When moulding micro parts (weighing less than 1g), a specific challenge is to maintain uniform melt distribution from the machine barrel through the melt channels (manifold) and the hot runner gates. In the example of the syringe plunger, a total of only 89.6g of material is distributed through the melt channel with each cycle to the 128 individual mould cavities.
To make this possible, the valve pins have to open and close at exactly the right time to control the flow. In order to produce consistent parts, the packing pressure and shear rate have to be balanced. The melt must maintain a uniform temperature in each cavity.

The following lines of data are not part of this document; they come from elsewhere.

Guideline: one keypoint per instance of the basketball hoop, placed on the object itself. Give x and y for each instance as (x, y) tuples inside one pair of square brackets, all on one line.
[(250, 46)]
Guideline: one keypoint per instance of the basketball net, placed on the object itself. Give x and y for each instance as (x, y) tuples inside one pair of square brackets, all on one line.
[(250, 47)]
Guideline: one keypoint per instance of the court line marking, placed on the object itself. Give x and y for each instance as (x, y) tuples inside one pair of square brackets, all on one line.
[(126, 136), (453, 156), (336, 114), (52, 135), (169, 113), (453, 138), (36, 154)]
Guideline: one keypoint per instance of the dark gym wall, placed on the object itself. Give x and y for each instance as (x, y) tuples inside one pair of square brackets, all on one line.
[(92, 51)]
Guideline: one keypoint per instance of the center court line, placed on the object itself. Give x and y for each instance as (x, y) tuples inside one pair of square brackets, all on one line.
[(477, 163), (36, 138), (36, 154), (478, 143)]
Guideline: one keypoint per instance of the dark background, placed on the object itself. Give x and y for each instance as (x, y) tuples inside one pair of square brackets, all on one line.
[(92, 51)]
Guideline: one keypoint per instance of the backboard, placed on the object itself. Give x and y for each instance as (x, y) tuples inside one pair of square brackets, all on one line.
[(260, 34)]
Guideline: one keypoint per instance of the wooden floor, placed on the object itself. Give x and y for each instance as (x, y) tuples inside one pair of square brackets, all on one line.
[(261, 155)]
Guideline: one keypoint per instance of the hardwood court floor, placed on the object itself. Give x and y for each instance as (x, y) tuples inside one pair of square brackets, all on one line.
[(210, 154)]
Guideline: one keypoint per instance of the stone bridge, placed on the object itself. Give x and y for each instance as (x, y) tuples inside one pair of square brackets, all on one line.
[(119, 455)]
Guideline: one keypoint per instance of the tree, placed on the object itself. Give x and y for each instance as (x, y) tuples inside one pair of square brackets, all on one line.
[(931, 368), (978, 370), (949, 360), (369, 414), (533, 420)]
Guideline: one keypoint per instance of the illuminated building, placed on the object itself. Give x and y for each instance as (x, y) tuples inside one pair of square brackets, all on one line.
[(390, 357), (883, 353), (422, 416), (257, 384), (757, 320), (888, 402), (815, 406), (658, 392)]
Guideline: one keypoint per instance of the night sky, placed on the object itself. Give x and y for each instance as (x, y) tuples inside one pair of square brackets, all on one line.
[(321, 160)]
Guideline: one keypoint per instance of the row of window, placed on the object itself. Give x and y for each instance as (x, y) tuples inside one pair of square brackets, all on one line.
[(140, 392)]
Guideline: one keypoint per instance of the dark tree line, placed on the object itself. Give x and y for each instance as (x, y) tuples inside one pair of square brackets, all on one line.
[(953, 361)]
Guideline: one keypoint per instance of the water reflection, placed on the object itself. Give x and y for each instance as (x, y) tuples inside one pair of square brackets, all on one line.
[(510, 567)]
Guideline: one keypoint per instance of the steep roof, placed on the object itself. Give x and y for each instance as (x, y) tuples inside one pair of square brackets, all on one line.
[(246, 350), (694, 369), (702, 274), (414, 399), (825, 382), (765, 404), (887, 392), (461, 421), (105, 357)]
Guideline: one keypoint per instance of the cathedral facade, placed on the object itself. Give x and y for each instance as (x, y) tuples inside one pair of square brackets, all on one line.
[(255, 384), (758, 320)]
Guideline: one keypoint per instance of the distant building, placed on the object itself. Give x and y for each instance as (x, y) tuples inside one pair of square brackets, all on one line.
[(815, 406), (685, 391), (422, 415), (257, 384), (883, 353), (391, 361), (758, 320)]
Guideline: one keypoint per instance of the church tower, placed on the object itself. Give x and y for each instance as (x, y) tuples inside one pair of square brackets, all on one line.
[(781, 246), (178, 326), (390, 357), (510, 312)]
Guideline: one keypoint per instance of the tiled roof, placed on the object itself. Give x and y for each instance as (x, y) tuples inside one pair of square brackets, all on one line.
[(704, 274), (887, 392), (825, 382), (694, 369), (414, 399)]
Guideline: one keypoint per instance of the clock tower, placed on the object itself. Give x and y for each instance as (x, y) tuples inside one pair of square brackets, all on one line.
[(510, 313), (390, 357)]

Accurate control of these parameters and the reduction of cycle times are the key functions of the valve gate hot runner. Sequential valve gate controllers or sequence controllers provide accurate control of the injection process by opening and closing multiple gates for optimised fill of the cavities.

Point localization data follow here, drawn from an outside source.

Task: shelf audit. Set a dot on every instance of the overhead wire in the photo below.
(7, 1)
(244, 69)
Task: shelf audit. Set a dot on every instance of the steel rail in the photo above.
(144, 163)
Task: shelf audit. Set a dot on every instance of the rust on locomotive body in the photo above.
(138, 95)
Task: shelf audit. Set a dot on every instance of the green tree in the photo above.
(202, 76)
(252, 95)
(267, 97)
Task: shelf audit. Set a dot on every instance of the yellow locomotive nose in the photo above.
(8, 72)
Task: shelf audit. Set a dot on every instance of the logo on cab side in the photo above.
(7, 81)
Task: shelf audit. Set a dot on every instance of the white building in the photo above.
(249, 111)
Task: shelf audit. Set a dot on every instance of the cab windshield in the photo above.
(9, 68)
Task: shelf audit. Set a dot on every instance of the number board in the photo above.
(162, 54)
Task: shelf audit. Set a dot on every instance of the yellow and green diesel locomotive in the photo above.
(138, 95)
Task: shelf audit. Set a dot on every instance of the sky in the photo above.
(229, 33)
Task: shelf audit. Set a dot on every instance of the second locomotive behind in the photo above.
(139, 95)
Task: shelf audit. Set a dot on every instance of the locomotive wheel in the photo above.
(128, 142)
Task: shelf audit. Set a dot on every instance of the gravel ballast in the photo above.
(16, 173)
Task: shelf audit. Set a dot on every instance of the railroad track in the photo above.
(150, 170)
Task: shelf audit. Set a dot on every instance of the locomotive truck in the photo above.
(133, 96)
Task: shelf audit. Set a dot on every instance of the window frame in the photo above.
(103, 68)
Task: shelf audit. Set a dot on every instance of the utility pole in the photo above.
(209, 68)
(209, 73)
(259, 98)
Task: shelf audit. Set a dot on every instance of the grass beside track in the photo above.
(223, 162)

Temperature controllers regulate the various heat zones throughout the system, maintaining the proper flow and integrity of the material. High end hot runner suppliers offer manufacturing solutions that allow the controllers and the sensors inside the mould to talk to each other in order to enable real-time data logging and production reporting for multiple injection moulding systems.
Sophisticated controllers and browser-based visualisation tools can generate a live online overview of multiple moulds and injection moulding machines, whether they are operating in a single plant or in various locations around the world.

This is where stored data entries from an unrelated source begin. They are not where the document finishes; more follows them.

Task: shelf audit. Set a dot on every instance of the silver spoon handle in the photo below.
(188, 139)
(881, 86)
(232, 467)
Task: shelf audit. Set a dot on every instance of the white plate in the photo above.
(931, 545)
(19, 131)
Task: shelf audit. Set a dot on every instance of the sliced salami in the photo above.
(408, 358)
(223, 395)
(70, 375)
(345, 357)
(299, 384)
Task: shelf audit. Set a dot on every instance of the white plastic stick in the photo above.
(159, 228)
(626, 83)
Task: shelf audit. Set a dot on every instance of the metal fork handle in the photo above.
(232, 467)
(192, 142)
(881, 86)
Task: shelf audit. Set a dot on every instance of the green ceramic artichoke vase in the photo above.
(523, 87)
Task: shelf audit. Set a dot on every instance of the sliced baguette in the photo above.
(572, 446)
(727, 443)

Certain integrated analytics systems allow decision-makers to monitor, compare and analyse the performance of all the active moulding cells in a programme, anywhere, any time, directly from a smartphone or computer. All key parameters are securely logged, backed up on a special server and accessed through a remote, browser-based login.
Production output, downtime, failure reporting, machine status, operator performance – everything is available in real time.
- Go with the flow
Since most polymers can only spend a limited amount of time exposed to high processing temperatures, it is crucial that a detailed flow analysis is conducted before machining any melt channels. Especially in high-cavity moulds for small parts, where these melt channels branch off multiple times, an accurate rheological calculation is necessary to ensure an ideal melt residence time. In order to maintain their integrity, most polymers should not spend more than a few minutes travelling the length of the melt path from the machine barrel to the cavity.
Flow simulation software is used to model a balanced system that optimises melt residence time, pressure drop and shear rates inside the manifold and nozzle channels. The runner geometry, combined with the model of the mould cavities, creates accurate results that simulate realistic processing conditions. The final design is derived from and validated by this analysis. The importance of this step cannot be overstated since it eliminates uncertainty in the early stages of a project.
In the example of the syringe plunger, the total shot weight amounts to 89.6g (128 x 0.7g) and the runner channels contain 800g of melt. At a cycle time of eight seconds, it takes approximately nine shots to clear the entire melt path, resulting in a melt residence time of only 72 secs. This means that this runner layout will accept very temperature-sensitive polymers and additives without risk of degradation.
For the advanced production of quality plastic parts, such as the syringe plunger, a reliable hot runner design is made possible only through comprehensive analysis, quality components and an in-depth understanding of processing challenges.
There is no such thing as an off-the-shelf solution. When it comes to healthcare, there is no room for guesswork or error, but with a systematic approach, there is great potential for new, life-changing designs. Every high performance hot runner system must address both the fundamental and the advanced aspects of turning a great idea into reality.